Le Congrès est très conscient de la situation, ma chaîne de commandement est très consciente de la situation, de ce manque de financement pour mettre pleinement en œuvre la loi CARES, même pour continuer notre mission tout au long de l’exercice. Je sais que le Congrès travaille d’arrache-pied sur la possibilité de trouver un autre projet de loi de secours et d’essayer de le faire approuver et de l’adopter, alors nous allons attendre et voir. Je sais que vos dirigeants politiques ici, dans l’État du Tennessee, sont également très préoccupés par la situation. Nous avons reçu des demandes d’informations sur notre situation financière. Je sais donc que les bonnes informations circulent et je sais que les gens s’inquiètent mais, malheureusement, je n’ai pas de meilleure réponse que la semaine dernière.

Q: Quand nous commencerons à retourner au travail, pensez-vous qu’il y aura de nouvelles façons de travailler et une flexibilité dans nos façons de travailler en ce qui concerne le télétravail et d’autres choses de cette nature?

R: Oui, je pense que oui, et je pense qu’une grande partie de cette posture de télétravail va rester en place pendant un certain temps, la posture dans laquelle nous sommes en ce moment, alors même que nous commençons à réintroduire de plus grandes parties de la mission qui prendre plus de gens à faire. Si vous pouvez toujours faire votre mission et faire votre travail du point de vue du télétravail, c’est un moyen de réduire le risque de transmission à quiconque sur la base.
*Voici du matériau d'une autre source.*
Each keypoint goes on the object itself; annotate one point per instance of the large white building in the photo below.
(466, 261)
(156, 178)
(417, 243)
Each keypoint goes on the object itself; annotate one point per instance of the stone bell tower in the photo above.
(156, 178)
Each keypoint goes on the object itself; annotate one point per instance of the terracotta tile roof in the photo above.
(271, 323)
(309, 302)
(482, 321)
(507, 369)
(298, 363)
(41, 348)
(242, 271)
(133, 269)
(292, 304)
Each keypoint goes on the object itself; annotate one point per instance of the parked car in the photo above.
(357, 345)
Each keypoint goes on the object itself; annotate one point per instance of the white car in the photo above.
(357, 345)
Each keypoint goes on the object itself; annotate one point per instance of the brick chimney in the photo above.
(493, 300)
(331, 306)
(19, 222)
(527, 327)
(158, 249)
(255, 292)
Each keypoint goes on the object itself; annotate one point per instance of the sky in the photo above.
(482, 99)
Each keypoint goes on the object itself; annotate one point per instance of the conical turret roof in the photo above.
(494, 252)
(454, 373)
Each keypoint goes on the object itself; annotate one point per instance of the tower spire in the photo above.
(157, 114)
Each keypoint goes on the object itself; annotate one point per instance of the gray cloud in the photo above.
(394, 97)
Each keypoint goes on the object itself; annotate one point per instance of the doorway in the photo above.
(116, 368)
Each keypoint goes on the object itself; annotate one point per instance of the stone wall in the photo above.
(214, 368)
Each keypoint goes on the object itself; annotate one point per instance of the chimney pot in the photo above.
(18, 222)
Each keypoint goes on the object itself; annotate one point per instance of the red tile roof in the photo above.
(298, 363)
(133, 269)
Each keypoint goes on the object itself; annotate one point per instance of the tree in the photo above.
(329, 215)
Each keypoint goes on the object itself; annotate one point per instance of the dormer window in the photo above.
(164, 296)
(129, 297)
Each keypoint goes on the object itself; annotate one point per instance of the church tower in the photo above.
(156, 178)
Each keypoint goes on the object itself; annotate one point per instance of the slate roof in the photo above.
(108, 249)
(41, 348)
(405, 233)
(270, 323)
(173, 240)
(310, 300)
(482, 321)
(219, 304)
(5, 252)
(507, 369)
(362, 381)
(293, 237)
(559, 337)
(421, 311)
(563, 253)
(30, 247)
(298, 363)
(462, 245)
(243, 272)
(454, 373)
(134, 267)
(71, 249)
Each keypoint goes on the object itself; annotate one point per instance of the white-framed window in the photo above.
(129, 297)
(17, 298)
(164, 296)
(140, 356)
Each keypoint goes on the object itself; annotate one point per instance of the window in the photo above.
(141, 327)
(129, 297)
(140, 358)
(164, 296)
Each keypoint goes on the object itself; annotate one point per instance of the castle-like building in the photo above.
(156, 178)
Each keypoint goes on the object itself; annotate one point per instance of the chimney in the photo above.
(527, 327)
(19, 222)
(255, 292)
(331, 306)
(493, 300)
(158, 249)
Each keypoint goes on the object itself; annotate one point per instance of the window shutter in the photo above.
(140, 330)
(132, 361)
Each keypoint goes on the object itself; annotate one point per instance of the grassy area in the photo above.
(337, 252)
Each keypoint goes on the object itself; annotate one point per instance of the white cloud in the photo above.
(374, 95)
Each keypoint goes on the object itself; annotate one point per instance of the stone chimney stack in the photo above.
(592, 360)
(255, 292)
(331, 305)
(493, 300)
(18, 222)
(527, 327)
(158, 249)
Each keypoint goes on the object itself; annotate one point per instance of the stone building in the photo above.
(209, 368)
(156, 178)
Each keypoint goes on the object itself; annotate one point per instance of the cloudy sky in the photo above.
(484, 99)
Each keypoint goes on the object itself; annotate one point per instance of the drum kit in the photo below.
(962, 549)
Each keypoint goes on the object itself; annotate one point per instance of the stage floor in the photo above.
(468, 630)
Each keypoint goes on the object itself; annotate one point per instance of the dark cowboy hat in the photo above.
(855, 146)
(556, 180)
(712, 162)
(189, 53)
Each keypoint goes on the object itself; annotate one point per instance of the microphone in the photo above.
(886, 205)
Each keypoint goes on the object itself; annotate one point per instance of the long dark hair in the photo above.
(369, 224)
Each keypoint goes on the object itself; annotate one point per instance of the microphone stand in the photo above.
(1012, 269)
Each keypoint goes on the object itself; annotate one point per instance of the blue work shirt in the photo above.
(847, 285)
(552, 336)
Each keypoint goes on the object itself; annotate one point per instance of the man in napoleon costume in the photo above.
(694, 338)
Je m’attends à ce qu’il en reste beaucoup, beaucoup de télétravail.

J’encourage les superviseurs, les dirigeants et les équipes à tous les niveaux à réfléchir à la manière de se positionner sur le long terme sur la base des enseignements que nous avons tirés de cette expérience jusqu’à présent – «Existe-t-il de nouvelles politiques que nous devons mettre en place pour permettre la bonne quantité de télétravail par rapport au travail en personne? »- des questions comme ça.

Certaines choses vont changer, et je pense qu’aucun d’entre nous ne sait nécessairement ce que c’est, mais si vous, en tant que chef ou superviseur ou membre de première ligne de l’AEDC, faites simplement le travail, si vous voyez une meilleure façon de le faire ceci pour le long terme pour votre mission particulière et tout ce dont vous avez besoin est quelques changements de politique ou une sorte de ressources, une sorte de changement dans la disposition de votre poste de travail, des choses comme ça, parlez-en avec votre superviseur. Superviseurs, apportez cette information. Tirons le meilleur parti de cette opportunité très difficile, si vous appelez cela une opportunité. Cela peut être l’occasion d’un changement positif si vous le regardez avec la bonne attitude.

Q: Au cours de cette posture opérationnellement urgente, nous nous concentrons sur des tests clairement spécifiques. Pouvez-vous nous donner un aperçu de ces tests et peut-être du régime de vol que nous testons, ce genre de choses?

R: Oui. Vue d’ensemble, nous réfléchissions: «Quelles sont les missions d’urgence opérationnelle?» Nous sommes revenus à la Stratégie de défense nationale, nous avons examiné les directives du secrétaire à la Défense, nous avons examiné les directives du chef de l’acquisition de la Défense à la base industrielle sur les choses les plus importantes à faire.

Les choses les plus importantes à poursuivre pour la défense nationale sont notre défense nucléaire. Cela sous-tend notre capacité à projeter la force à travers le monde et à garantir la sécurité nationale américaine. Après cela, nous examinons les armes hypersoniques, qui sont une caractéristique importante de notre défense nationale, puis les futures capacités de défense.

Au Arnold Engineering Development Complex, nous prouvons la supériorité de ces systèmes que nous allons devoir utiliser dans des combats potentiels dans cinq, 10, 15, 20, 30 ans. Nous réfléchissons à quels sont les programmes les plus importants que nous allons devoir prouver maintenant afin qu’ils puissent passer à la prochaine phase de test ou à la phase d’approvisionnement.